The salvage of monosaccharides imported from the extracellular milieu or derived from the degradation of lysosomal glycoconjugates is used for the biosynthesis of glycans by a variety of organisms from bacteria to human (Tettamanti et al., 2003, Coyne et al., 2005, Freeze and Elbein, 2009). Here, using a mutant impaired in the de novo synthesis of UDP-Glc/UDP-Gal (Lamerz et al., 2010), we demonstrate that USP may use extracellular galactose for synthesis of glycoconjugates. This salvage pathway could contribute to the biosynthesis of glycoconjugates in the natural habitat of Leishmania and may be particularly important when glucose is limiting.

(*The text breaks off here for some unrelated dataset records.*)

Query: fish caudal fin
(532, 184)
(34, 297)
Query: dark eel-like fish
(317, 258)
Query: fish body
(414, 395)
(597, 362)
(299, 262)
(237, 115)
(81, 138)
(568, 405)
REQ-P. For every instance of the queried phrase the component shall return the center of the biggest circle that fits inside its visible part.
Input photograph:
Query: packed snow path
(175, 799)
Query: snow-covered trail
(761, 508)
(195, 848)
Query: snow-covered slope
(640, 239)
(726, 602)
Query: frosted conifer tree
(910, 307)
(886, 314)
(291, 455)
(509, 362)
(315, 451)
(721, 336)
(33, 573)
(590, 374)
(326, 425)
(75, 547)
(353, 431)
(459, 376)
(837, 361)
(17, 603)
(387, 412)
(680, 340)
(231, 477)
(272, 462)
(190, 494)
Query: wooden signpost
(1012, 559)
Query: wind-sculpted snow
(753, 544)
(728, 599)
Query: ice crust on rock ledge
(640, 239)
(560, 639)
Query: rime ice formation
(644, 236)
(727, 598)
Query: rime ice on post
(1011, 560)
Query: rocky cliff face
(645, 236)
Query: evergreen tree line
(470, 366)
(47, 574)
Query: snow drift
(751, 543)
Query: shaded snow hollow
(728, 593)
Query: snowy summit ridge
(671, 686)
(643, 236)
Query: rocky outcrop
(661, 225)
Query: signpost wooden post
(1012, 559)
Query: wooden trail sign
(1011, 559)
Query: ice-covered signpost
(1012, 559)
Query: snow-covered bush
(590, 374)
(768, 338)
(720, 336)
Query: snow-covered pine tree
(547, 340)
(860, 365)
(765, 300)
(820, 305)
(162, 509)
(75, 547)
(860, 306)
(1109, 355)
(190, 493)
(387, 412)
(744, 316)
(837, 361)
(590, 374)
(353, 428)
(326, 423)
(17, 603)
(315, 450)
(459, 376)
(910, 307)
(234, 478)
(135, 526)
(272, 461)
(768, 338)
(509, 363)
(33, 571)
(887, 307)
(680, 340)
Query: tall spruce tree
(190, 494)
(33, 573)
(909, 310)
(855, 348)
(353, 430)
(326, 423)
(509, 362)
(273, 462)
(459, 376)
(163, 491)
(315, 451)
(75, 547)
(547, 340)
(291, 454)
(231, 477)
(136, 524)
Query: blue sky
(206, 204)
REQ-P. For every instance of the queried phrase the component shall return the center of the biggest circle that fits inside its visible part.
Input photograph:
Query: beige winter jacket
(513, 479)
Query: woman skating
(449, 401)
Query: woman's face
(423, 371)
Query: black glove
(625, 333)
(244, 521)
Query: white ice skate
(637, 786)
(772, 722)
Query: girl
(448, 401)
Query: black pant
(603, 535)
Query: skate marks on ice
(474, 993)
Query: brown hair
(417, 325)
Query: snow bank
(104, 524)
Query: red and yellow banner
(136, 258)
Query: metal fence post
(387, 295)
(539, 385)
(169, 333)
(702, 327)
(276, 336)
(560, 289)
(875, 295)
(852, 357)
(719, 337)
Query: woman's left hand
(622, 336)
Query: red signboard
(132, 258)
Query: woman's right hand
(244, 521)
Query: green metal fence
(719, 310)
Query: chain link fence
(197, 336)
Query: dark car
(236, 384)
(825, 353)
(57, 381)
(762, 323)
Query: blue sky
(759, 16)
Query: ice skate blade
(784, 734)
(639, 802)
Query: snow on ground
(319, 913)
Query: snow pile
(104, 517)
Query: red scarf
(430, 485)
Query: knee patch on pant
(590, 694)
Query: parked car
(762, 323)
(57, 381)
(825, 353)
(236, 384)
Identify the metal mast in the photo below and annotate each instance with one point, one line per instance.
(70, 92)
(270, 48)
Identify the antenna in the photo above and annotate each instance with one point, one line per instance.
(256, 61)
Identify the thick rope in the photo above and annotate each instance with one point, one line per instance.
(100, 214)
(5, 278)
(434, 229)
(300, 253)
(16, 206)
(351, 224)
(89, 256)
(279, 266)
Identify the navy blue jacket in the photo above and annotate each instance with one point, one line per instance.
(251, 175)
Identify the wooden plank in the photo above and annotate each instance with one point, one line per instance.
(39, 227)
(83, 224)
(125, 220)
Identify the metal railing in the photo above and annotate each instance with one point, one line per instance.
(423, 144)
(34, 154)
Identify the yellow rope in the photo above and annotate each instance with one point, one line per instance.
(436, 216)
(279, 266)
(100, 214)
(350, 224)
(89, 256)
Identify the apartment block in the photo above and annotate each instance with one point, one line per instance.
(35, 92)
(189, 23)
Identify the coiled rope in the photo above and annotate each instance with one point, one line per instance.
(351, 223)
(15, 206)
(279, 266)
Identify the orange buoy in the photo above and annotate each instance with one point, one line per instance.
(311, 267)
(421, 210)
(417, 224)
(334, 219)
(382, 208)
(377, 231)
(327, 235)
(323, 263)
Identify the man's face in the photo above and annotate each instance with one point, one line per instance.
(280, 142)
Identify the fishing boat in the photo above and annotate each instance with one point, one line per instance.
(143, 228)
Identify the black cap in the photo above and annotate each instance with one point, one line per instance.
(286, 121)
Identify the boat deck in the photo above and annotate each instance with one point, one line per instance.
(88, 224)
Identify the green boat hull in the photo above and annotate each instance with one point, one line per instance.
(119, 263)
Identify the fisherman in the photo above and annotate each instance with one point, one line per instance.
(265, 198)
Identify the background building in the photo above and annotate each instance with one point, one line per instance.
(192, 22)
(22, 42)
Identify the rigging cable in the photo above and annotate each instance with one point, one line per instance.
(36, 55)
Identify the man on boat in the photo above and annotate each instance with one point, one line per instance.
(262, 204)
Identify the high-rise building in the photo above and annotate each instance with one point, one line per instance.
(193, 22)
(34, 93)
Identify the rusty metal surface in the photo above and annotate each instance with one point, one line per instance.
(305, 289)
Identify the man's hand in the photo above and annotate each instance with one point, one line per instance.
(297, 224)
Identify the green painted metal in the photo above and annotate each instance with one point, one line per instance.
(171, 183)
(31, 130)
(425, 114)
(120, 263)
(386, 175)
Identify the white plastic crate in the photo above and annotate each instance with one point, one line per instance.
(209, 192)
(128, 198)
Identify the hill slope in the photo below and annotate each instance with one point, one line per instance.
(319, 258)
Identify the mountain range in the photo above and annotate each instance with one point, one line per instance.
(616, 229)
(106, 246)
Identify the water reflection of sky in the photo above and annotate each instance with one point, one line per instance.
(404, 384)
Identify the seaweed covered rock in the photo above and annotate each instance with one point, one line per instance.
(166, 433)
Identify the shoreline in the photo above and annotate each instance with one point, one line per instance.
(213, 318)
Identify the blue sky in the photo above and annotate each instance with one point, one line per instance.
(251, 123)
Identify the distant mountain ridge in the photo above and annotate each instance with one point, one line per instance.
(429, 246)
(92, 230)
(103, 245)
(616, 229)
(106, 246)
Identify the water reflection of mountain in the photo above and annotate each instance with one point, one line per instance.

Amastigotes that are proliferating in mammalian phagocytic host cells reside within a sugar-poor parasitophorous vacuole and have a minimalist surface glycocalyx (McConville and Naderer, 2011). USP may thus be dispensable for this parasitic stage. In contrast, promastigotes evolving within the insect gut synthesise large quantities of galactose-rich glycoconjugates (Naderer et al., 2004). Since many glycosidases (including β-galactosidase and α-mannosidase) are present in the midgut of the sandfly, P. papatasi (Jacobson et al., 2007), galactose could be released from glycoconjugates present in the blood. Salvage of galactose would lower the requirement for de novo synthesis of UDP-Gal, thereby increasing Glc-6P availability for glycolysis. Synthesis of the promastigote glycocalyx and especially of phosphoglycans is critical for successful colonisation of the sandfly midgut. The phosphoglycans and particularly PPGs have also been shown to protect procyclic promastigotes from the digestive enzymes released in the midgut lumen (Secundino et al., 2010). Furthermore, LPG is a virulence factor involved in the establishment of infection in a mammalian host (Spath et al., 2003). Consequently, a substantial reduction in the UDP-Gal biosynthesis leads to a reduction in virulence (Lamerz et al., 2010).

The role of USP in diverse organisms likely depends on the availability of monosaccharides and the presence of specific sugar kinases for their activation. In plants, USP enables recycling of specific monosaccharides originating from degradation of cell wall polymers during growth. Arabidopsis thaliana USP has been shown to play a central role in the biosynthesis of UDP-L-arabinose for synthesis of the plant cell wall (Geserick and Tenhaken, 2013). Here, we demonstrate that salvage of galactose by USP contributes to the cellular pool of UDP-Gal and glycoconjugates biosynthesis in L. major. In other parasites, the in vivo substrates of USP remain to be defined.